15 voces conversan sobre la autoría del mañana​

Mafalda Bellido

Busco en mis estanterías

Busco en mis estanterías y encuentro el número de Primer Acto en el que se daba cuenta de las reflexiones sobre la I Muestra de Autores Contemporáneos de Alicante. Un artículo de Itziar Pascual, acompañada de una conversación entre cinco autores y autoras y la publicación de la obra de un autor, por entonces inédito, Juan Mayorga.

No sé dónde lo compré, imagino que en alguna tienda de viejo, pero mágicamente tengo ante mí las preocupaciones, reivindicaciones, sueños y desvelos de algunos representantes de la generación de autores que nos precede. Algunos de ellos han sido y son nuestros referentes.

Llego a la conclusión de que en este tiempo nuestras necesidades no han cambiado mucho. Es cierto que hemos ampliado el concepto de autoría y abrazamos otras formas de comunicarnos con el público, pero la esencia de nuestro oficio es la misma. Y en las voces de nuestras demandas actuales escuchamos los ecos de las demandas de los que nos antecedieron.

Entre otros problemas estructurales, se destacaba la precariedad del oficio del autor. Una precariedad que no le permitía vivir de su trabajo y que le obligaba a compatibilizar con otros empleos para poder subsistir. Hoy en día, sigue siendo una utopía para la mayoría vivir de las obras que escribimos. Muchos, pero sobre todo muchas, llegamos a la escritura dramática siguiendo la estela de nuestra primera vocación, la de actuar, y desde esa necesidad escribimos nuestros textos. Textos que para que vean la luz tenemos que producir con nuestras compañías. Compañías en las que, como mujeres orquesta, atendemos y ejercemos múltiples y variados oficios. Relacionados o no con el teatro, esos trabajos a los que nos vemos abocadas siguen minando nuestro horizonte de vivir de la escritura. Nada nuevo bajo el sol del siglo XXI.

En el editorial de ese mismo número, José Monleón apuntaba que “la salud de cualquier teatro empieza por la existencia de la buena salud de la dramaturgia nacional” y en eso sí que algo hemos evolucionado. Desde los inicios de la Muestra hasta hoy, las mujeres van ocupando, por fin, un espacio que les correspondía. El número de autoras ha crecido exponencialmente en los últimos años y con las nuevas generaciones. Una dramaturgia al pie y al tiempo de esta época convulsa y llena de cambios que, como autoras y autores, deberemos reflejar.
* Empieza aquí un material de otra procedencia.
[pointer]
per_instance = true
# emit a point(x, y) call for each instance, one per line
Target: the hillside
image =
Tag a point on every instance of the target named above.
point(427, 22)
José Monleón finalizaba afirmando: “Los autores están y deben ser leídos y escuchados”. Por eso la existencia de la Muestra y su larga vida, a pesar de las vicisitudes sufridas, demuestra que seguimos precisando de un lugar en el que, aparte de mostrar nuestros trabajos, podamos encontrarnos, reconocernos, formarnos, reciclarnos, reivindicar y también reivindicarnos.

En ese mismo número, una de esos cinco autores incipientes declaraba que ella buscaba en el teatro “dolorosa y descarnadamente la belleza”. Esa autora era Angélica Liddell. Y yo no puedo estar más de acuerdo en que debemos seguir persiguiendo, y a pesar de todo, esa belleza en nuestro oficio.